In recent years, many offices have transformed from drab, old-fashioned, cubicle-style layouts to modern, open-plan hubs which foster collaboration. In fact, according to Deloitte, office refurbishments outnumber new builds by more than two to one.
An important element of the workplace refurb revolution is the continued push for office design to promote mental and physical wellbeing. We’ve seen Biophilia – the theory that humans have an innate need to connect with the natural environment – incorporated in many interior design decisions, for example by letting in more natural light or through the addition of foliage to ‘bring the outside in’. We’re also seeing the trend of green living walls continue to rise, a biophilic design option which can turn urban or indoor spaces into something natural and beautiful. I predict we will see a big increase in moss walls in the next few years as people look for more distinctive and authentic forms of greenery.
This injection of natural elements in the workplace is even more important when we consider that employees are spending an alarmingly limited amount of time outdoors. A study of 1,000 office workers by Ambius found that 35% spend less than 15 minutes outside each day, excluding their commuting time.
A simple way for office managers to create a productive and relaxing environment is through the addition of foliage. We know that plants can reduce stress and anxiety, but that is just the tip of the iceberg in terms of the benefits they can deliver. Here are five plants which will help contribute to improved productivity and wellbeing in the workplace:
Snake plant: Snake Plant or ‘Sansevieria’ is potentially one of the most tolerant indoor plants available, handling low light conditions with ease, and needing minimal watering. What’s more, research shows that Snake Plants are able to help keep the air inside an office clean, removing toxins such as formaldehyde and benzene.
Peace Lily: An excellent low-maintenance option, Peace lilies are also known for cleaning the air, helping to create a healthier work environment. They’re tolerant of low light, so a good option for those spaces with limited windows.
Devil’s Ivy: This evergreen vine is a very easy indoor plant to maintain, whether grown in a hanging basket or trailing down from a high shelf. It adapts well to a variety of office conditions, whether low light or in direct sunlight, and is guaranteed to bring that splash of colour needed to improve workplace wellbeing.
Ficus Benjamina: Commonly known as the ‘weeping fig’, is a versatile plant which looks attractive as a standalone or when incorporated into a display. The tropical properties of this plant mean that it struggles with cold draughts or darkness, so be sure to place them in a draught-free spot with access to filtered bright sunlight.
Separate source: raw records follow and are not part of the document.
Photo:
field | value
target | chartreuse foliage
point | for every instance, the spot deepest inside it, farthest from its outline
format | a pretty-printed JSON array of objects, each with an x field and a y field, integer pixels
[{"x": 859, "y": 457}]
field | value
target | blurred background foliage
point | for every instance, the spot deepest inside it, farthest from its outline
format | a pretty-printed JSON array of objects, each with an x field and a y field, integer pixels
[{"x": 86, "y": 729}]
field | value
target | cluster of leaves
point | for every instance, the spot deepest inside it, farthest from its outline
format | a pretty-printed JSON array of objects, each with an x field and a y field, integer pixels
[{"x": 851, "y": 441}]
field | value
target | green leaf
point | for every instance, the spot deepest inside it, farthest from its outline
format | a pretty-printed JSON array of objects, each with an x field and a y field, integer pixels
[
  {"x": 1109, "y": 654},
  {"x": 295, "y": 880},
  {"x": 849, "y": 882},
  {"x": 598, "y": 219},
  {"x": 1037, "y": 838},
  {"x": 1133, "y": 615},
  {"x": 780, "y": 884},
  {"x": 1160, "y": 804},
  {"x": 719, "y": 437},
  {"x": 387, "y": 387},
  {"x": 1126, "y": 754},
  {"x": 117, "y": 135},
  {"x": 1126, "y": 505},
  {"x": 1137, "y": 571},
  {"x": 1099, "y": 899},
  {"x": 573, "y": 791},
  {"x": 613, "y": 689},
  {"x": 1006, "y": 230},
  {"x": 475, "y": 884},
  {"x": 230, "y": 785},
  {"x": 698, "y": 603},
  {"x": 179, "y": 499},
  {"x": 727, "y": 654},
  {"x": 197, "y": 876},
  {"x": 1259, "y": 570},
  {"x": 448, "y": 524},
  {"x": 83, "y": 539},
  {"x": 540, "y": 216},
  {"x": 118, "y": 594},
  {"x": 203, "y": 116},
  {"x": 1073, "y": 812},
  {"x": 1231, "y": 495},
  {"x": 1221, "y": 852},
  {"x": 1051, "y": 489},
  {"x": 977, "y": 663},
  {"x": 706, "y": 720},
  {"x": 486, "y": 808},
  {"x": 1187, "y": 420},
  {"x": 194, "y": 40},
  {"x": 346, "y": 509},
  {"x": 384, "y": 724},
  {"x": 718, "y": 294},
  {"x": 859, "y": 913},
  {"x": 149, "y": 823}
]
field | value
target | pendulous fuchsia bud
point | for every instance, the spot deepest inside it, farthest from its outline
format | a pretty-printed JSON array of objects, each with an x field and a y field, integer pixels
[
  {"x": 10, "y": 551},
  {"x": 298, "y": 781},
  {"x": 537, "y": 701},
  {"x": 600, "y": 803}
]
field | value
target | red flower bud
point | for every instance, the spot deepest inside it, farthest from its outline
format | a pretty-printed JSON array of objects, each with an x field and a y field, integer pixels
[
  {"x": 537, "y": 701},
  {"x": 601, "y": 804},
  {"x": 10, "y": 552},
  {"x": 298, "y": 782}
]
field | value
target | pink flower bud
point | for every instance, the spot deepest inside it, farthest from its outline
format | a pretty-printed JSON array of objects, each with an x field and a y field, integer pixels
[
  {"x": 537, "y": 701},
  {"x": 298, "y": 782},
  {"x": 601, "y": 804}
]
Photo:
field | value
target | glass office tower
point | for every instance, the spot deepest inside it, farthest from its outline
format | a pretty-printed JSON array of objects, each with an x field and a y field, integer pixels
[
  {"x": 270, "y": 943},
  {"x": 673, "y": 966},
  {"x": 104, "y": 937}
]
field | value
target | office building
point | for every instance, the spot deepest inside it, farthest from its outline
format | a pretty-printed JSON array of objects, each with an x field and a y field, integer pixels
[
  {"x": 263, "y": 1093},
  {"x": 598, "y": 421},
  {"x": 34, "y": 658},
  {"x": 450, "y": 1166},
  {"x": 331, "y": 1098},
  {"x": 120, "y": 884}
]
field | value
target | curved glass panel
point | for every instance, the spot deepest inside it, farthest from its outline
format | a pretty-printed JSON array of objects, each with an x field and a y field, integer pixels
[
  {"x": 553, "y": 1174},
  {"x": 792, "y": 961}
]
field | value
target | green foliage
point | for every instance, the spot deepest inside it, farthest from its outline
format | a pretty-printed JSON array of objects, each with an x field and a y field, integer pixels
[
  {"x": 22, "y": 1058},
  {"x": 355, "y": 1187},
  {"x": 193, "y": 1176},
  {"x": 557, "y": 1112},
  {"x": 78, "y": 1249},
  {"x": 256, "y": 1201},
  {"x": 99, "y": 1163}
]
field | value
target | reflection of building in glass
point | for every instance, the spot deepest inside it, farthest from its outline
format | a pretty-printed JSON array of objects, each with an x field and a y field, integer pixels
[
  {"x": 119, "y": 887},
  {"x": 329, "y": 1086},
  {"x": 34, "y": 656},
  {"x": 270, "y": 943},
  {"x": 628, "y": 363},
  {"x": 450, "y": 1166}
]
Aloe Vera: Like most succulent plants, evergreen Aloe Vera plants do best in dry, bright conditions. For best results, water deeply, but infrequently (around every three weeks), and ensure there are drainage holes in the pot, so it doesn’t stand in water. A lovely, easy-to-care-for addition to any office space.
From helping to reduce stress to improving wellbeing and productivity, there are many benefits to biophilic design in the office. And as refurbs become more popular and workers spend more time indoors, it’s something office managers can ill afford to ignore.